May 22

by lookingforatardis



Category: Actor RPF, Call Me By Your Name (2017) RPF
Genre: Angst, Anniversary, Confessions, HAHA I JUST LEARNED THAT'S A TAG AND BOY I JUST FOUND MY NEW FAVORITE TAG, Love Confessions, M/M, The Author Regrets Nothing, This isnt that bad okay, in regards to the angst i mean
Language: English
Status: Completed
Published: 2018-05-16
Updated: 2018-05-16
Packaged: 2019-05-07 23:06:44
Rating: General Audiences
Warnings: Creator Chose Not To Use Archive Warnings
Chapters: 1
Words: 4,261
Publisher: archiveofourown.org
Story URL: https://archiveofourown.org/works/14681337
Author URL: https://archiveofourown.org/users/lookingforatardis/pseuds/lookingforatardis
Summary: Hindsight is amazing, how clear your own foolish daydreams can be when reality comes and shatters them whole. Eight years. Congratulations.Or, the anniversary fic no one asked for but i wrote anyway





	May 22

**Author's Note:**

> If you didn't know, Armie and Elizabeth's anniversary is on May 22nd. Every two years, Armie adds to a tattoo that's on his left ring finger. This being their eight year anniversary means that he's due for the next addition. (this is true, I'm not making this part up lol the last time he added to it was in Italy for their 6 year. He'll stop at year 10, at least that's what he's said in the past) 
> 
> Knowing that is what started this fic, and it just sort of spiraled.

  **May 22 12:01am**

My heart sinks to the depths of my being. I can see it all happening already, the plans made with his favorite tattoo artist, the dinner reservations, the hotel key card sure to surface. Eight years. There was a time I didn't think they'd make it to that landmark, that his only eight year anything would be with me.

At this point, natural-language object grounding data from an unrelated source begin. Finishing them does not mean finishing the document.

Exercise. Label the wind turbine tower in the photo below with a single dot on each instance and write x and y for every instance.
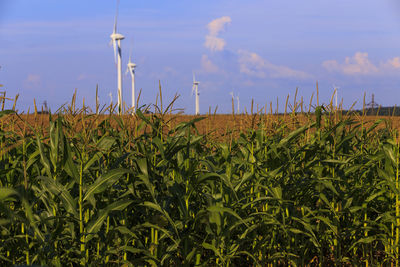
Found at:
(116, 41)
(131, 70)
(195, 90)
(336, 89)
(237, 98)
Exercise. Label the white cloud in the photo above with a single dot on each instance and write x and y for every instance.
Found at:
(393, 63)
(215, 27)
(254, 65)
(33, 80)
(360, 64)
(208, 65)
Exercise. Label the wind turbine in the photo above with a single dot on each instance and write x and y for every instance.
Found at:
(237, 98)
(116, 41)
(233, 99)
(110, 95)
(131, 70)
(195, 90)
(336, 88)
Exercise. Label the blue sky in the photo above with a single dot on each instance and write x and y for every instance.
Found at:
(257, 49)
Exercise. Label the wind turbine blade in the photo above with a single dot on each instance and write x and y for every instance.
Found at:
(116, 18)
(115, 50)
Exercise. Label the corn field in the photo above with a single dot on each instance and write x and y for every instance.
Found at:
(145, 193)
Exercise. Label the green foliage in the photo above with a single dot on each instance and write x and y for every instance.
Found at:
(324, 194)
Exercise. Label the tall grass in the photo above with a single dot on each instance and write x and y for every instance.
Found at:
(93, 189)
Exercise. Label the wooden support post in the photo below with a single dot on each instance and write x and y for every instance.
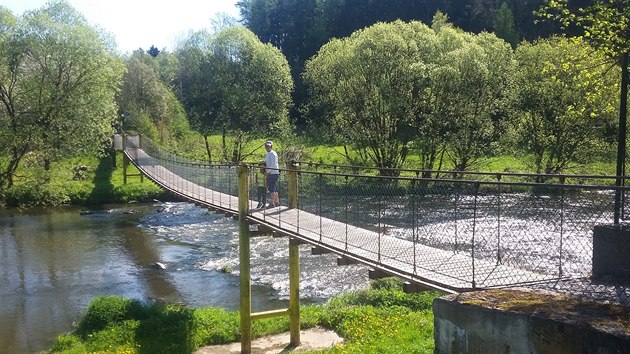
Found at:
(140, 147)
(292, 186)
(125, 159)
(244, 258)
(294, 294)
(409, 287)
(294, 265)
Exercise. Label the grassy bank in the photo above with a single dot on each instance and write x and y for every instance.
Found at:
(382, 319)
(87, 181)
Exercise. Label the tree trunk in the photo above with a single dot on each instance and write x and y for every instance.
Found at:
(208, 149)
(621, 142)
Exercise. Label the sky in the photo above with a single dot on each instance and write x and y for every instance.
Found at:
(141, 23)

Hindsight is amazing, how clear your own foolish daydreams can be when reality comes and shatters them whole. Eight years. Congratulations.

Sometimes I wonder if he knows, if he understands what I post, like, tweet. He must, surely. He does it too. Hidden messages for hidden emotions. It used to be a game in my own mind, see if he'd notice, how long it would take. He hadn't mentioned my stories in nearly a year though, so I think he probably forget. It's alright, I shouldn't have expected him to connect the dots when I never gave him the map.

I fall asleep sometime around 1am. The weed helps.

When I wake up, it's still the 22nd and he's still asleep, fucking time zones. I pace for a while but that never actually helps, so I give up. Grab a coffee, visit my parents. Pass the time repetitively, rhythmically like only the city allows with the ebb and flow of life and wonder and profound disappointment. My parents see through me, ask if I'm alright. Of course, why wouldn't I be? Not like today was anything special, no reason for me to not be okay.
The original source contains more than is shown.